Johnson & Johnson's first-quarter profit fell by just over 10 percent as increased sales were offset by higher costs for production, marketing and administration.
The maker of Tylenol, prescription drugs and medical devices said Tuesday that it earned $3.5 billion, or $1.22 per share, down 10.6 percent from $3.9 billion, or $1.41 per share, a year earlier.
Excluding litigation and acquisition-related charges totaling $610 million, income would have been $4.1 billion, or $1.44 per share. That beat analysts' forecast by 4 cents per share.
Revenue totaled $17.5 billion, up 8.5 percent from $16.1 billion a year earlier. Analysts expected sales of $17.46 billion.
U.S. sales were up 11.2 percent as the company, based in New Brunswick, N.J., returned more of its recalled nonprescription drugs to store shelves. International sales grew by 6.3 percent.
Sales climbed 10 percent, to $7.06 billion, in the medical devices and diagnostics business, J&J's biggest unit. That was partly because of new products acquired last year with orthopedic devices maker Synthes, J&J's biggest acquisition ever at $19.1 billion.
Prescription drug revenue rose 10.4 percent to $6.77 billion, led by Invega Sustenna for schizophrenia, three drugs for immune disorders and two new medicines likely to become blockbusters.
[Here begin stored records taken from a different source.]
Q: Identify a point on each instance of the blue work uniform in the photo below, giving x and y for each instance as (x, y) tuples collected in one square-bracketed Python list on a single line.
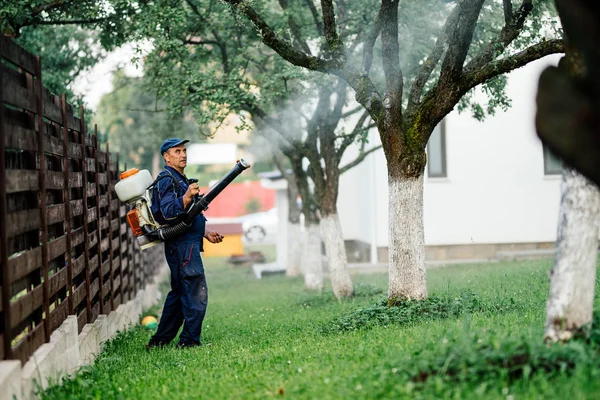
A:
[(187, 301)]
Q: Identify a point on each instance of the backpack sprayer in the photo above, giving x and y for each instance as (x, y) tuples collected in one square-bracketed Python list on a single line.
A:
[(135, 187)]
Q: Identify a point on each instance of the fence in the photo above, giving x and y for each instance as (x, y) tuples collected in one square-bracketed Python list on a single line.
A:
[(65, 247)]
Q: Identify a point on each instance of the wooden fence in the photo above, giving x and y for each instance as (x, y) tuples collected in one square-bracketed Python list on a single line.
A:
[(65, 247)]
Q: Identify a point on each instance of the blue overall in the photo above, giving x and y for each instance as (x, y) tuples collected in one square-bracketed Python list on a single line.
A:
[(186, 302)]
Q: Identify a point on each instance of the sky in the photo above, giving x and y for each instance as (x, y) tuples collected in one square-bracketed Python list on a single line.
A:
[(96, 82)]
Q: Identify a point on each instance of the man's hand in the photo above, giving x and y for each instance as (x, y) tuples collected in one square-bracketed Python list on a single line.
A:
[(213, 237), (193, 190)]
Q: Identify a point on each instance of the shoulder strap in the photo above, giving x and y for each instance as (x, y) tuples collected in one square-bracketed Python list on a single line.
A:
[(162, 176)]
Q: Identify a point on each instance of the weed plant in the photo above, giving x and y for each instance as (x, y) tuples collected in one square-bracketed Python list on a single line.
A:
[(479, 335)]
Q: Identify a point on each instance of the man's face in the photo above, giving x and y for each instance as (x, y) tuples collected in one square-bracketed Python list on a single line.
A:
[(176, 157)]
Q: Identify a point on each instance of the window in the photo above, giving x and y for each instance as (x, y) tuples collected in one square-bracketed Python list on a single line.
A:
[(552, 164), (436, 152)]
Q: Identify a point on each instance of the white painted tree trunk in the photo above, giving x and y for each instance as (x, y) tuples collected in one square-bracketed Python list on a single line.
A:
[(407, 276), (336, 253), (573, 275), (294, 253), (312, 261)]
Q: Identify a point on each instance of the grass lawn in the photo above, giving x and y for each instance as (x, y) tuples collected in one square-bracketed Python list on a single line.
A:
[(480, 336)]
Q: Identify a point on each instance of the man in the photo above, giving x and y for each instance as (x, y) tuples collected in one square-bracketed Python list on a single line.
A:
[(186, 302)]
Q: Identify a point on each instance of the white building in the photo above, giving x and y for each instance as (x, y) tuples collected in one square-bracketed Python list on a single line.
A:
[(491, 189)]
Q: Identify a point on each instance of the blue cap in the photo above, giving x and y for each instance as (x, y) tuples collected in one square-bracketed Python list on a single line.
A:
[(172, 142)]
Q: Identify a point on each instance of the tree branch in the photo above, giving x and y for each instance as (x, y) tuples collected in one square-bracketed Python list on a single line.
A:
[(370, 44), (315, 14), (352, 111), (431, 62), (507, 11), (348, 139), (295, 28), (218, 41), (47, 7), (202, 42), (507, 35), (283, 48), (391, 53), (459, 42), (66, 22), (331, 36), (359, 159), (274, 125), (513, 62)]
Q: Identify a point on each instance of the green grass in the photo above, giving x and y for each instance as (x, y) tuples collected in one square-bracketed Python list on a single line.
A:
[(479, 336)]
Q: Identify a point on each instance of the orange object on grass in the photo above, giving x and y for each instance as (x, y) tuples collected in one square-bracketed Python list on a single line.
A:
[(134, 222)]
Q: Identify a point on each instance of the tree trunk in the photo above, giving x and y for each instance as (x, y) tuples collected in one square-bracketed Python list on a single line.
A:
[(312, 260), (155, 164), (407, 276), (336, 253), (573, 274), (294, 253)]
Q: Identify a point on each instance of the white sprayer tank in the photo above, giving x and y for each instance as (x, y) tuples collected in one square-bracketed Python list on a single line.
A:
[(134, 185)]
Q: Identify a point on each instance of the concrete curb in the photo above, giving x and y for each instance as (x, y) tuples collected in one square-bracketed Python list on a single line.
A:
[(67, 351)]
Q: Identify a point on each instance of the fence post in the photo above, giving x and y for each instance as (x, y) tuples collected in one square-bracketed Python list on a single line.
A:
[(98, 229), (67, 200), (6, 278), (117, 175), (42, 192), (86, 245)]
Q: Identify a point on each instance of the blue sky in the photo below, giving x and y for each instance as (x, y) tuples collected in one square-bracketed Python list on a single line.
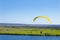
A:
[(23, 11)]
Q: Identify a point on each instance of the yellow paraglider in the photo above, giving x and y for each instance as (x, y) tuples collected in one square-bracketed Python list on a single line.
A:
[(43, 17)]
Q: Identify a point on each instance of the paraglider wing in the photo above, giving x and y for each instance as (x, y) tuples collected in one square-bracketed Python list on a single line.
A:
[(47, 18)]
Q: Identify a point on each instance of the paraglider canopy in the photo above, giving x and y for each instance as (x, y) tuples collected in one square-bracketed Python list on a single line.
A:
[(45, 17)]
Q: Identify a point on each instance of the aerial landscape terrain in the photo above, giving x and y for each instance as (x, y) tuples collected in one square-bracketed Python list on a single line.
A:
[(29, 29)]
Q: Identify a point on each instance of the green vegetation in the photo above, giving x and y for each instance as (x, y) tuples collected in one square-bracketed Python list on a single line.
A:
[(27, 31)]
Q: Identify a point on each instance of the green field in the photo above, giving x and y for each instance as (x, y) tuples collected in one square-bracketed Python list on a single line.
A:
[(29, 31)]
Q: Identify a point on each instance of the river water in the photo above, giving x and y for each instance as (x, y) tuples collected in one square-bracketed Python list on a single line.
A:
[(18, 37)]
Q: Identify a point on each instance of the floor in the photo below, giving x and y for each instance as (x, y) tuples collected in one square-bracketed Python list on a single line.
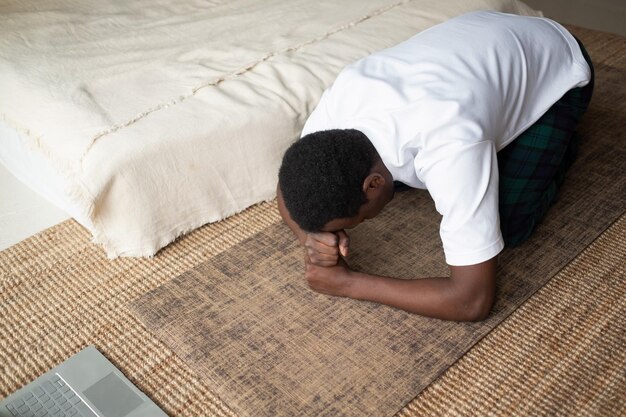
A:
[(24, 213)]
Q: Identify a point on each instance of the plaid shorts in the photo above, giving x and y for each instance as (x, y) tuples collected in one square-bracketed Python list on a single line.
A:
[(533, 166)]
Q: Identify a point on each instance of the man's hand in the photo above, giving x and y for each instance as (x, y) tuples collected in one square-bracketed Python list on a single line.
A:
[(326, 248), (332, 280)]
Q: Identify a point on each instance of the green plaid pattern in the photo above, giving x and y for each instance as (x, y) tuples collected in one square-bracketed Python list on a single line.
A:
[(533, 167)]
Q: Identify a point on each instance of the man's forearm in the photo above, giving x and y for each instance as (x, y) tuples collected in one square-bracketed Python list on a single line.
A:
[(433, 297)]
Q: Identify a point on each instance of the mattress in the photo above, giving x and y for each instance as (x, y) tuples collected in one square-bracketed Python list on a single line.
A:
[(145, 120)]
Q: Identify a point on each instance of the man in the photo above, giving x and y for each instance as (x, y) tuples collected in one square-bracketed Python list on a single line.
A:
[(480, 111)]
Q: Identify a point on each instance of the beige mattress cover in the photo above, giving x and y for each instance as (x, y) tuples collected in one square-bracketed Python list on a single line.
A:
[(157, 117)]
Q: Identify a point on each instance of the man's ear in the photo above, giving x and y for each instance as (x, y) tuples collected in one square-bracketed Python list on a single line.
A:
[(373, 184)]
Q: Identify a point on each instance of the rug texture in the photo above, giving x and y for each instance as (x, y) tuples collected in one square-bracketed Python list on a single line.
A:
[(561, 353), (269, 346)]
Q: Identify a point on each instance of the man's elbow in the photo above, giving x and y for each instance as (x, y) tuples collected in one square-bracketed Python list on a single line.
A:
[(478, 309), (475, 307)]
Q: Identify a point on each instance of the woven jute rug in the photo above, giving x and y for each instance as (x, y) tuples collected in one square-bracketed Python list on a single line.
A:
[(247, 321), (560, 353)]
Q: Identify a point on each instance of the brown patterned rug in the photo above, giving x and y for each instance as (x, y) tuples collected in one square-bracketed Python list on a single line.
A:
[(561, 353), (268, 346)]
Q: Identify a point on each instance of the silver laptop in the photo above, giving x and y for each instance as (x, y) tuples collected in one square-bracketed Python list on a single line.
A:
[(87, 385)]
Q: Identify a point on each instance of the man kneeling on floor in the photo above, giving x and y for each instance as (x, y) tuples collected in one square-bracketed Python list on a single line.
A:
[(480, 111)]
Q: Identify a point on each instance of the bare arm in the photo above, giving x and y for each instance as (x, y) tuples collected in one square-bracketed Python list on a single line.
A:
[(467, 295)]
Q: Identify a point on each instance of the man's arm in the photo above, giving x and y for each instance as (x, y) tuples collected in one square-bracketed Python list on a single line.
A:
[(467, 295), (324, 248)]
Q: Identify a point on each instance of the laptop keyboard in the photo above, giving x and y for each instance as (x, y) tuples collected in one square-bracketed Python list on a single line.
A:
[(52, 398)]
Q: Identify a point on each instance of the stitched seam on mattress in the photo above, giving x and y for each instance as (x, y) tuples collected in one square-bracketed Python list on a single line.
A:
[(240, 71)]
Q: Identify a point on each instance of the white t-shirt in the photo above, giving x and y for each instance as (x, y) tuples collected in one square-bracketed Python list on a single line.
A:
[(438, 107)]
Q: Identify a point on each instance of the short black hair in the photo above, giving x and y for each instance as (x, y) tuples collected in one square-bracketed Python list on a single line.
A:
[(322, 174)]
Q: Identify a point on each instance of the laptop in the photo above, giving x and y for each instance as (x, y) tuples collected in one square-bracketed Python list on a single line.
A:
[(86, 385)]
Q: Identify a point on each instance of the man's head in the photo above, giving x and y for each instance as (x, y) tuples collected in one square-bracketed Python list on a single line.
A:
[(333, 179)]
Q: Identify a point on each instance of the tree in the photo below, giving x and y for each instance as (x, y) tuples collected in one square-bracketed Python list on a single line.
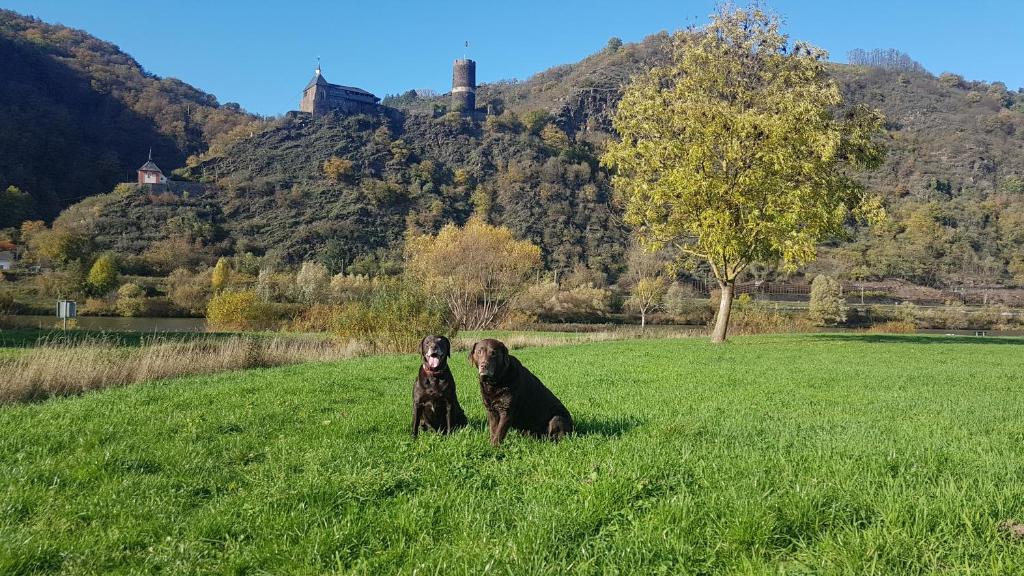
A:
[(131, 300), (737, 152), (15, 207), (312, 284), (827, 306), (479, 271), (189, 291), (646, 296), (221, 275), (338, 168), (102, 276), (240, 311)]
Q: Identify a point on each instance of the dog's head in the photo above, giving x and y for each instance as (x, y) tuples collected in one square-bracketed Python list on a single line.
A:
[(491, 358), (435, 351)]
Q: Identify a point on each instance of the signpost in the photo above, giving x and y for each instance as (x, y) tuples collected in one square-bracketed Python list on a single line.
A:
[(66, 310)]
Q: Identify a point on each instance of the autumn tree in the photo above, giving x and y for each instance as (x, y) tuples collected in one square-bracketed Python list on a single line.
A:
[(827, 306), (312, 283), (738, 151), (646, 296), (645, 281), (102, 276), (338, 168), (221, 276), (479, 271)]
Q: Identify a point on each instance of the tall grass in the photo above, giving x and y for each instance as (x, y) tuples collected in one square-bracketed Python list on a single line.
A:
[(67, 367)]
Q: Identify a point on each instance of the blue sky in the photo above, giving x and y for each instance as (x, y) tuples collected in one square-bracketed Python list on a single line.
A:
[(260, 54)]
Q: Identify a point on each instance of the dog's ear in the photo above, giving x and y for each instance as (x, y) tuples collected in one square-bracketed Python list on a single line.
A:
[(505, 354)]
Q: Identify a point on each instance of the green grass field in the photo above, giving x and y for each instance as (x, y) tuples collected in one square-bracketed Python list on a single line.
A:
[(813, 454)]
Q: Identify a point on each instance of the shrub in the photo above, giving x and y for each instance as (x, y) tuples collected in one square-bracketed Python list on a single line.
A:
[(546, 300), (349, 287), (312, 283), (102, 276), (394, 317), (131, 300), (274, 286), (221, 275), (893, 327), (241, 311), (755, 318), (683, 302), (827, 306), (338, 168), (98, 306), (645, 296), (189, 291), (479, 271)]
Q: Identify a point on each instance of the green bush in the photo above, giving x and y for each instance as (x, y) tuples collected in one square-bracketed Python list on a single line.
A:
[(131, 300), (241, 311), (827, 306), (393, 318)]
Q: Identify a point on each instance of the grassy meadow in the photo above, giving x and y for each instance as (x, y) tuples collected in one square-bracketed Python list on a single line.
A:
[(810, 454)]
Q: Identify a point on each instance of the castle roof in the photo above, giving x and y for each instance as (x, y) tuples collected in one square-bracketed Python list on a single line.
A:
[(318, 80)]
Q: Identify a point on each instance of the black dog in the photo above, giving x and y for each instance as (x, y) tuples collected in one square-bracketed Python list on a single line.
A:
[(514, 397), (435, 405)]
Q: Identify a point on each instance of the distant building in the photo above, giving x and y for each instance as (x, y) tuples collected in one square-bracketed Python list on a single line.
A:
[(150, 173), (321, 96), (464, 85)]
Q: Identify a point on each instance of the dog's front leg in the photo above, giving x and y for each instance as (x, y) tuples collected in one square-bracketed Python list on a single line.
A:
[(503, 428), (492, 424)]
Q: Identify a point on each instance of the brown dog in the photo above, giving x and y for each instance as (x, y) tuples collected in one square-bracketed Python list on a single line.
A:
[(514, 397), (435, 405)]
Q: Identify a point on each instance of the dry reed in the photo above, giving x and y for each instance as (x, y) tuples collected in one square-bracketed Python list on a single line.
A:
[(69, 367), (61, 368)]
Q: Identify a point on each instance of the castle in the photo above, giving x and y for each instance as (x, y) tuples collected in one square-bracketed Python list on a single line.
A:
[(321, 96)]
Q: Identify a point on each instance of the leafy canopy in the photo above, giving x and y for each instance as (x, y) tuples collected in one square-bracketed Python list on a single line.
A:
[(478, 270), (736, 152)]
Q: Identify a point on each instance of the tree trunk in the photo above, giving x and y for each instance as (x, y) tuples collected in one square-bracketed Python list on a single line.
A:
[(722, 320)]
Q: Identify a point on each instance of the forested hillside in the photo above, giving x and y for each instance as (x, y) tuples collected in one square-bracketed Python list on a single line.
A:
[(77, 115), (347, 190)]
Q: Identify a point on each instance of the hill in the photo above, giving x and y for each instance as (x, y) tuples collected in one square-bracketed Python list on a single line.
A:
[(953, 181), (77, 115)]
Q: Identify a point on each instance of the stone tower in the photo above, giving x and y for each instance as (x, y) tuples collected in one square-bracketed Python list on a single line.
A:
[(464, 85)]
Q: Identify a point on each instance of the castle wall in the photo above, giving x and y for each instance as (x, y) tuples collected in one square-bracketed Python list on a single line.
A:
[(464, 85)]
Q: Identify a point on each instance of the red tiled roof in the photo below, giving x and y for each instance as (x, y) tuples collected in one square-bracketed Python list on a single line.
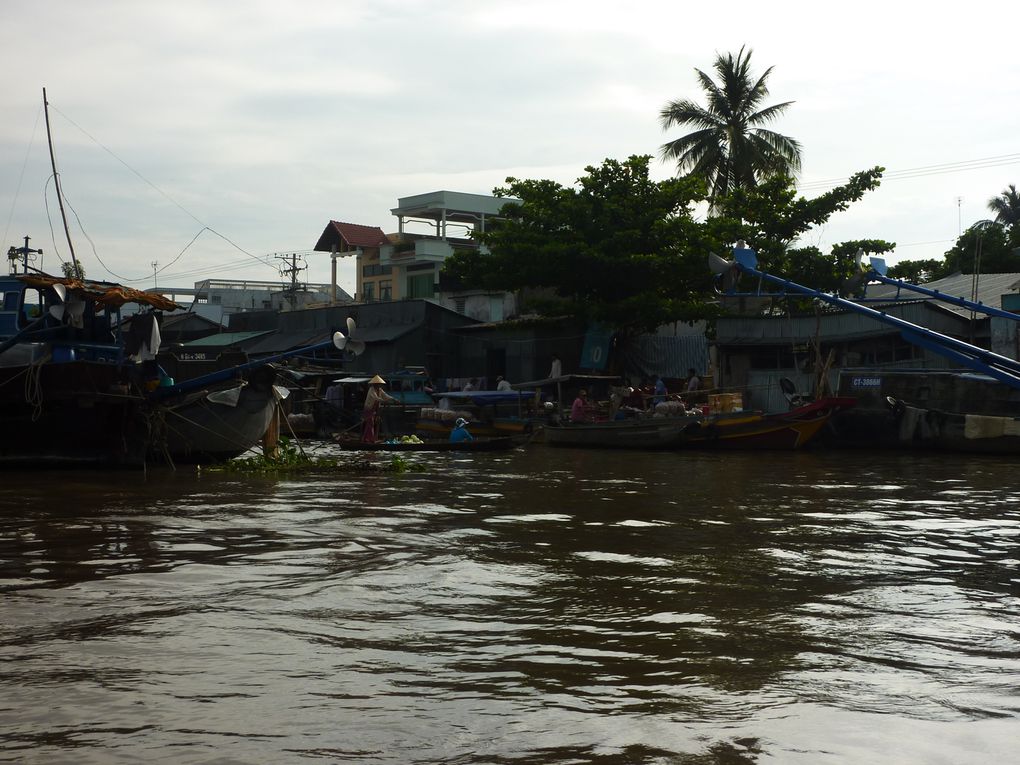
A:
[(353, 235)]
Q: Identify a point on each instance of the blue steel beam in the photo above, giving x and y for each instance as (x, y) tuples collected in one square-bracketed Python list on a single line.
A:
[(985, 362)]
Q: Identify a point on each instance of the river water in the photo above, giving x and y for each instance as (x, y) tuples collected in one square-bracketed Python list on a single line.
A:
[(540, 606)]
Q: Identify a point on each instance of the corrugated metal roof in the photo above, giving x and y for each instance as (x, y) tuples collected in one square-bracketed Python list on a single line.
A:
[(278, 342), (354, 235), (990, 288)]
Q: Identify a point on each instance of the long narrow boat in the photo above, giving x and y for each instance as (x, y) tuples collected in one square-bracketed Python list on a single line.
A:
[(654, 432), (478, 445), (780, 430)]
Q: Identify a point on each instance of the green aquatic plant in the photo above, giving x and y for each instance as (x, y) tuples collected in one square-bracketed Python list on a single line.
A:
[(291, 458)]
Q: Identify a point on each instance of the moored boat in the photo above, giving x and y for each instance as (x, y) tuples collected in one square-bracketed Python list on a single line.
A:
[(650, 432), (781, 430)]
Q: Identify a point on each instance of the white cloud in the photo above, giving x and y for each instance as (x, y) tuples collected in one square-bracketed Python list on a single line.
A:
[(265, 120)]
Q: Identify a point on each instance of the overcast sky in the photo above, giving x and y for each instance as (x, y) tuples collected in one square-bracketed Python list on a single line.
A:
[(264, 120)]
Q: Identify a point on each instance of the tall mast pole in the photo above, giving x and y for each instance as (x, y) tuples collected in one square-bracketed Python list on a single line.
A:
[(56, 182)]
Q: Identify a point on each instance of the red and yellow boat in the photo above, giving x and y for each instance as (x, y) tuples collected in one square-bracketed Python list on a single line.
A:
[(752, 429)]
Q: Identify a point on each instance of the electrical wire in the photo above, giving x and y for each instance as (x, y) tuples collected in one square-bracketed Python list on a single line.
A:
[(926, 170)]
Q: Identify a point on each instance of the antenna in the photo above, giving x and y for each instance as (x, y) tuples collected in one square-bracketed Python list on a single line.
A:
[(292, 269), (56, 183)]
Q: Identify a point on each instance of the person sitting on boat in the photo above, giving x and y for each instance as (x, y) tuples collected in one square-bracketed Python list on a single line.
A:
[(460, 431), (694, 381), (660, 391), (579, 409), (369, 414)]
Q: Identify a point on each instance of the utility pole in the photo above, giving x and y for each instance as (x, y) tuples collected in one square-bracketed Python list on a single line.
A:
[(291, 269), (20, 253)]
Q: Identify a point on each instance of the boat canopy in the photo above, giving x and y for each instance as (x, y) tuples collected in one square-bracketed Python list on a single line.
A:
[(105, 295), (567, 378)]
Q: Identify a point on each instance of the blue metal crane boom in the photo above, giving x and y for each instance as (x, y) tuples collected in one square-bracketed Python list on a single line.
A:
[(1000, 367)]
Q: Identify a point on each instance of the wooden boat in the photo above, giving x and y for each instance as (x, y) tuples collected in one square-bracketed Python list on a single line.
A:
[(79, 388), (652, 432), (477, 445), (780, 430), (493, 413)]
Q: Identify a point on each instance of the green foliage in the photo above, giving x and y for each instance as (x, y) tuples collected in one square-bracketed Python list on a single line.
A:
[(290, 458), (993, 246), (627, 251), (729, 147), (770, 217), (1007, 206), (617, 248)]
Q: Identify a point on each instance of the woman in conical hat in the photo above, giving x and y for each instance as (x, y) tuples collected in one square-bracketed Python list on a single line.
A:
[(369, 415)]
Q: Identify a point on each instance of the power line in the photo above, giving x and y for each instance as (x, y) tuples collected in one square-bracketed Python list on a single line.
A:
[(925, 170)]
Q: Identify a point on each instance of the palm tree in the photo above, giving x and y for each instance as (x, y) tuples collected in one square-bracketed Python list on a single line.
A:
[(729, 147), (1006, 206)]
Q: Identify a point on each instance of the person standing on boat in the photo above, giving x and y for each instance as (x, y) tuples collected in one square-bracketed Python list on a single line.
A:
[(460, 432), (578, 410), (556, 370), (694, 381), (660, 391), (369, 414)]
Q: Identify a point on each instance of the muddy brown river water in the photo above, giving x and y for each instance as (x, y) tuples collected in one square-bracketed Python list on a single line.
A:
[(539, 606)]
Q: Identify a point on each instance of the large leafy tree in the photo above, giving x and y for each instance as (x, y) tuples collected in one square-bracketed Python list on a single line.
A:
[(624, 249), (1006, 206), (988, 247), (730, 146), (771, 217), (618, 247)]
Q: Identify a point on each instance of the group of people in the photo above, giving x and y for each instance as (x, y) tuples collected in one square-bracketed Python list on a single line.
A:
[(622, 399), (580, 409), (370, 414)]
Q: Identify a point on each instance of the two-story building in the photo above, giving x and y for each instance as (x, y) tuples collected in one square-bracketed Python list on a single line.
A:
[(407, 264)]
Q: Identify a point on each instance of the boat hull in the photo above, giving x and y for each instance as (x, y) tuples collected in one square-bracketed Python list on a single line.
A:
[(648, 434), (80, 413), (750, 430), (478, 445)]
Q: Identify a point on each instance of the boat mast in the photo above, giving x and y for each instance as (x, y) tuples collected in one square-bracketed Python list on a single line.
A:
[(56, 182)]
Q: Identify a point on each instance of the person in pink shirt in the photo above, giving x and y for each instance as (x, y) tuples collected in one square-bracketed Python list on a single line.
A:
[(578, 410)]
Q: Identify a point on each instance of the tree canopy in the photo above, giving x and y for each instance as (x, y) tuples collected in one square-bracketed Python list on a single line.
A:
[(619, 247), (1007, 206), (729, 146)]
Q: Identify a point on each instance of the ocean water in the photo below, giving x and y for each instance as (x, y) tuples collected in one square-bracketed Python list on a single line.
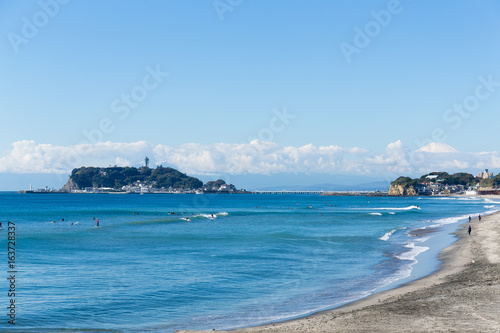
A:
[(257, 259)]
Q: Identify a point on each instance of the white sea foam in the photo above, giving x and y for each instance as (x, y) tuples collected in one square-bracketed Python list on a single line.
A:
[(413, 252), (400, 208), (455, 219), (387, 235), (491, 201)]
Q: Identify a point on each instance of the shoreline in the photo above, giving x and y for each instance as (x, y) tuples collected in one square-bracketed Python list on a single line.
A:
[(462, 295)]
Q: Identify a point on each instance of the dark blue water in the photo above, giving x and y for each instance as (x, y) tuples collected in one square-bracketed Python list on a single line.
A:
[(259, 258)]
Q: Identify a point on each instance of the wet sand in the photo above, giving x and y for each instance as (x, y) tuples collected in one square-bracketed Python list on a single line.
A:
[(463, 296)]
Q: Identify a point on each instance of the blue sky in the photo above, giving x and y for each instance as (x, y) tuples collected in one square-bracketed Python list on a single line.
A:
[(234, 67)]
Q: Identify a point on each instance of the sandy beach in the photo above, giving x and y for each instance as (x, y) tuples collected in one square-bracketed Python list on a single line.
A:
[(463, 296)]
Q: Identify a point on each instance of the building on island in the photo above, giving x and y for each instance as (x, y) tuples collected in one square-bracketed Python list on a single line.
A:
[(485, 174)]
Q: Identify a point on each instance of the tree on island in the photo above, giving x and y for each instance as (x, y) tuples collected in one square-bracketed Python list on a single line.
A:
[(117, 177)]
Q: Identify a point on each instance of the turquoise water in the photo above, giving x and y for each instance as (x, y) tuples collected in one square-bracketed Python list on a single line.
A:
[(261, 258)]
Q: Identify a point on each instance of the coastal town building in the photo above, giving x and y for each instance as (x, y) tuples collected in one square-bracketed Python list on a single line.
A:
[(485, 174)]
Those are Xarelto for preventing blood clots and strokes, and prostate cancer pill Zytiga.
Sales of consumer health products edged up 2.2 percent to $3.68 billion.
Production costs jumped 13 percent to $5.55 billion, mainly for an inventory charge related to the Synthes acquisition in 2012's second quarter.
In addition, the company continues to make factory upgrades and undergoes increased regulatory inspections after issuing about three dozen product recalls since 2009, mostly for nonprescription medicines. That's kept Tylenol, Motrin and many other J&J (JNJ) staples out of stores until recently. But CEO Alex Gorsky said in a statement that the company is returning a reliable supply of its over-the-counter medicines to stores.